Back in the 80s I remember reading about how Thomas, Johnson, Mark Aguirre, and Herb Williams – none of them over 25 – pooled their money to buy a radio station. It was an example I’ll never forget. When it came to that deal, Johnson said, “Like a lot of my teammates I did promotions for a Los Angeles radio station, but I also bought into two radio stations in Colorado. This was a great deal because there were special incentives for minorities to get into broadcast ownership. I went around to several of the Lakers players, trying to get them to invest with me, but none of them would. The one friend who immediately jumped at the opportunity was Isiah Thomas, who shared my interest in business ownership. Then we convinced our friends Mark Aguirre and Herb Williams to invest too. We bought the first radio station for a low seven figures, and it turned out to be a lucrative deal.”

You had two young black men acting like pied pipers for black athletes to pool their resources to form businesses. This is one of those long forgotten moments in history. People see Magic Johnson today as a successful businessman, but for a time it was he and Thomas going shoulder to shoulder in the world of business.

Both men were equally successful on the basketball court. The NBA in the 80s was much different from today’s league. Larry Bird, great as he was, was viewed as a “great white hope.” Both Magic and Isiah, however, were able to beat Bird’s Celtics. That seems like nothing now, but back then, black people rooted against Bird and the Celtics with a passion, and seeing Johnson and then Thomas beat him made us puff out our chests a bit more.

By the time both men competed for the first time against one another in the 1988 NBA Finals, it was a tossup over who you would show your allegiance to. I remember waiting with baited breath for the tip off of game one. What did Thomas and Johnson do? They kissed each other at midcourt. At first brothers said, “Yo! those dudes are on some ole gay stuff!,” but we grew accustomed to them kissing at the beginning of each game. As the series grew fiercer, the conversations in the barbershops went from homosexuality to asking how could those guys go at it so hard on the court and still kiss each other. The conclusion was that they must really have been good friends.

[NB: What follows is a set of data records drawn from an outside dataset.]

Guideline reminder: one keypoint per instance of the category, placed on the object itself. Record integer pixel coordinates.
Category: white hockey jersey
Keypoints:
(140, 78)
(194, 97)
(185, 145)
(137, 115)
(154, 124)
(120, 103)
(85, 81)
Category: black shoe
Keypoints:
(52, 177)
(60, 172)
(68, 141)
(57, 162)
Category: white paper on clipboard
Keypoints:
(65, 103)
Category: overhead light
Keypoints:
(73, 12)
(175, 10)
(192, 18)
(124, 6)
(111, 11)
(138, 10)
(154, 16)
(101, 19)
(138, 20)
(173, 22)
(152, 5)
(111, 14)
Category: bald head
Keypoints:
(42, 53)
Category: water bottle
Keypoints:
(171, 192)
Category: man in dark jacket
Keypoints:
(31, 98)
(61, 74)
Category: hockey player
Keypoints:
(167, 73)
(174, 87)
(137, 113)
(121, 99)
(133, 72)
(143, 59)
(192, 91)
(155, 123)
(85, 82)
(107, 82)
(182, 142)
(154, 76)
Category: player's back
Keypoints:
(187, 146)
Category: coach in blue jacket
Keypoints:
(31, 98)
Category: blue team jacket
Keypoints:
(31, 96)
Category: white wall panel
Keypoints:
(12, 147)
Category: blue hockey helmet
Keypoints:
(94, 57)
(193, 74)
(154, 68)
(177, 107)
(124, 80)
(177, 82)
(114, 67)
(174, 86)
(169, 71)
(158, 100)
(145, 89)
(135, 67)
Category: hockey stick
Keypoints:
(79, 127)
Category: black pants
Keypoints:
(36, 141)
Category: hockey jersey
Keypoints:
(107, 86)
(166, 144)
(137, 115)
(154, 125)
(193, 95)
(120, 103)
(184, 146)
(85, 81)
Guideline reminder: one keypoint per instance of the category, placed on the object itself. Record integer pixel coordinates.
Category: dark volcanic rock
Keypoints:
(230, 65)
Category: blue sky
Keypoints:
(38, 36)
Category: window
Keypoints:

Ironically, it is accusations and innuendos about Johnson’s sexuality that are at the heart of this rift. According to Johnson, Thomas spread rumors that he was having sex with men. Thomas, however, claims that he didn’t spread those rumors. I’m inclined to believe Thomas. If he was kissing Johnson, why would he then say that Magic was gay?

I’m disappointed in Magic. When he announced that he was HIV positive, and was retiring from basketball, he handled it like a man, with dignity. Still for all of his courage, it was Thomas who manned up for Magic to play in the 1992 NBA All-Star game. That’s true friendship. How did Magic repay him? According to his book, he refused to advocate for Isiah to play on the 1992 Olympic team. Magic summed it up by saying that “nobody wanted to play with Isiah.”

The shameful part was that Isiah made the Olympic team in 1980. However, since the US boycotted the Moscow Olympics, he didn’t play. If Magic was truly a friend, he would have stood up. The fact that he didn’t, and Isiah gave him a pass for that action, showed to some degree how highly Isiah thought of Magic. Magic should be ashamed of himself for not going to bat for his friend.

The truth is, I could care less if Magic was gay. His impact on the black community and the HIV community has been powerful; his reaction to such a petty rumor is beneath him.

Thomas has had his fair share of problems since the Bird incident including a sexual harassment suit, NY Knicks flameout and a possible suicide attempt. However, even if Magic is right to no longer be “feeling” Isiah, they had a history and a friendship that inspired millions of us. To spit on that history to sell books is worse than anything Isiah Thomas could ever have said.